The Buck Stops Here

In just over two weeks, Chi Psi’s newly elected #1’s from all over the country will be travelling to Nashville to take part in our 4th Annual Mid-Year Leadership Retreat. It is fantastic programming that is only possible because of consistent alumni support. While here in Nashville, TN, our brightest undergraduate leaders will be educated on a variety of topics and given time to strengthen their bonds with Brothers from other Alphas. They will gain new perspective on what Greek Life really is as they learn about how differently it manifests from school to school. As they go back to their respective colleges and universities (because there is a difference!) they will have a better sense of how to make decisions as the head of their organization.

My entire life I have been fascinated with history. I do not put a lot of stock into the adage that those that forget history are condemned to repeat it, but I do think that above all it teaches us perspective. And perspective is important when making decisions. Equally valuable to developing leadership is being able to inspire. Our #1s are often judged by their ability to motivate others, but the process of how effective leaders self-start is often taken for granted.

Putting politics aside, one of my favorite presidents is a legendary self-starter, Harry S. Truman. He overcame a lot of failure to eventually live in that awfully nice White House in Washington DC. He was our most recent president to have never graduated from college, though not for lack of want. His childhood dream was to go to West Point, but he was denied his appointment due to poor eyesight. He decided to join the military anyway and faked his eye test by memorizing the board. After his service he failed at nearly every private business venture he attempted and decided his skill-set might best be employed elsewhere. My favorite thing about Truman is the iconic sign that he had on his desk. It is well known that the front of the sign read, “The Buck Stops Here“, but what a lot of people do not know is the back of the sign read, “I’m From Missouri”. Too often we take that phrase and make it mean that leaders are responsible for everything that their organization does, even if it is outside of their scope of control. In actuality, it means that when faced with a situation that requires a decision, the proper response is to make a decision and stand by it instead of passing that decision on to someone else.

Truman

How does this all apply to Chi Psi? Because too often we have Alphas and #1s that pass the buck. The choice of inertia is just as much of a decision as the choice to act. Too frequently in recruitment Alphas will put too much of the burden on the Recruitment Chairman. Habitually Alphas will have some self-diagnosed externality that is holding them back from their goals. It gets repeated over and over again until it becomes a rally-cry-mantra-self-fulfilling-prophecy-TRUTH. Every single Brother has the ability to help improve the Alpha, regardless of whether they hold any leadership position. Unfortunately, Brothers make the decision to leave the bulk of the work that needs to be done to those in charge.

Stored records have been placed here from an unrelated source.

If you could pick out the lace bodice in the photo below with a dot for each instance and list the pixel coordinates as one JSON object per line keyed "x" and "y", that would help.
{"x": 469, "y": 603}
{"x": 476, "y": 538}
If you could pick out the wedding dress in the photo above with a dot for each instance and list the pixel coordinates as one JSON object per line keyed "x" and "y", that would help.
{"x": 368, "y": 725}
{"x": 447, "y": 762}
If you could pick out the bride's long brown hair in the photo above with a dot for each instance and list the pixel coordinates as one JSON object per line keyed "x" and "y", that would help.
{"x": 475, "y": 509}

#1s also like passing the buck in different ways. I hear this a lot on the road, “James, I would really like to implement that, but…..” But what?! I get that you have might have some apathy in the group or your reputation on campus is lower than low or that this is the way that your Alpha has always done things (usually means that it’s been done like that for the past 3-5 years). These are excuses and limitations that you help create for your Alpha. By giving into that attitude you help facilitate the process described above! You give your Alpha ammunition in this woe-is-me narrative. Organizations that are able to take steps forward do so for two simple reasons: their leaders are able to articulate a vision and get buy-in from members that will work towards realizing that vision.

To every single #1 that is still reading this- I want to challenge you to do the following things.

  1. Make it a rule that anytime someone complains during a meeting that they have to offer up a solution to what they are complaining about. Eliminate environments that do not generate valuable solutions.
  2. Come up with three goals that you want to accomplish during your time as #1. Just three. Make them goals that will move the organization forward, but that are limited enough in scope that you can accomplish them during your time in office.
  3. Get organized! You are running an organization. You need to know everything two steps before anyone else.

If you follow those three steps than you will take ownership of your Alpha. You will be successful. And you will help cement a legacy.